What Happened: Talking about the lawsuit that led to the revocation of his 2018 pay package, Musk said on Saturday that it doesn’t represent Tesla Inc. TSLA shareholders as it claims to.
“A “class action" lawsuit, by definition, should represent the class, yet this one, and most others, do NOT, serving simply to enrich law firms at the expense of the people they falsely claim to represent,” Musk said.
The lawsuit filed by minor Tesla shareholder Richard J Tornetta on behalf of Tesla stockholders in the Delaware Court of Chancery led to Musk’s 2018 compensation package being rescinded earlier this year. Musk is now engaged in a legal battle to have the compensation, valued at the time at $56 billion, reinstated.
“The law should be changed to require at least 10% of the members of the supposed class to vote in favor of a class action suit. If they can't even muster 10%, it is obviously bogus,” Musk said.
After the judge voided Musk’s package, the company’s board put the pay package up for shareholder vote yet again, the result of which was announced earlier this month at the company’s annual shareholder meeting. The proposal was passed after it received 72% of all votes cast, only marginally lower than the 73% it received in 2018.

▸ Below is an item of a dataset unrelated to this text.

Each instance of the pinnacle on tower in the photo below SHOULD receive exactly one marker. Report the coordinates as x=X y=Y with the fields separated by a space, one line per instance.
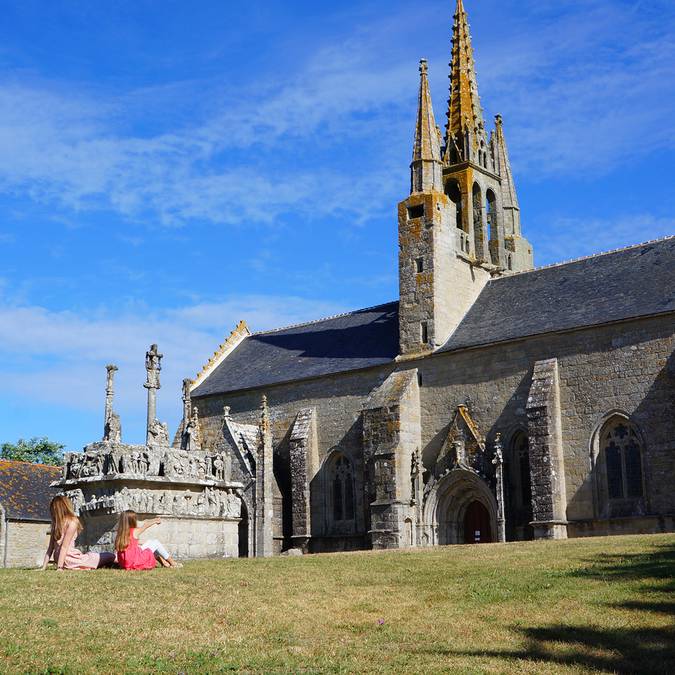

Why It Matters: Musk on Saturday also slammed the attorneys behind the lawsuit in the Delaware Court of Chancery as “fraud” and “hypothetical parasites.”
Lawyers for Musk are now seeking to delay a hearing scheduled for July 8 on the award of billions of dollars in fees to the lawyers who challenged his pay package in light of the recent shareholder vote, Bloomberg reported. Tesla attornies reportedly said in a filing that the shareholder vote to re-approve the CEO’s package "impacts significantly what remains to be decided in this litigation."
A lawyer who countered the package, however, said in a filing on Friday that the new shareholder vote had “no legal effect after a post-trial judgment on the merits.”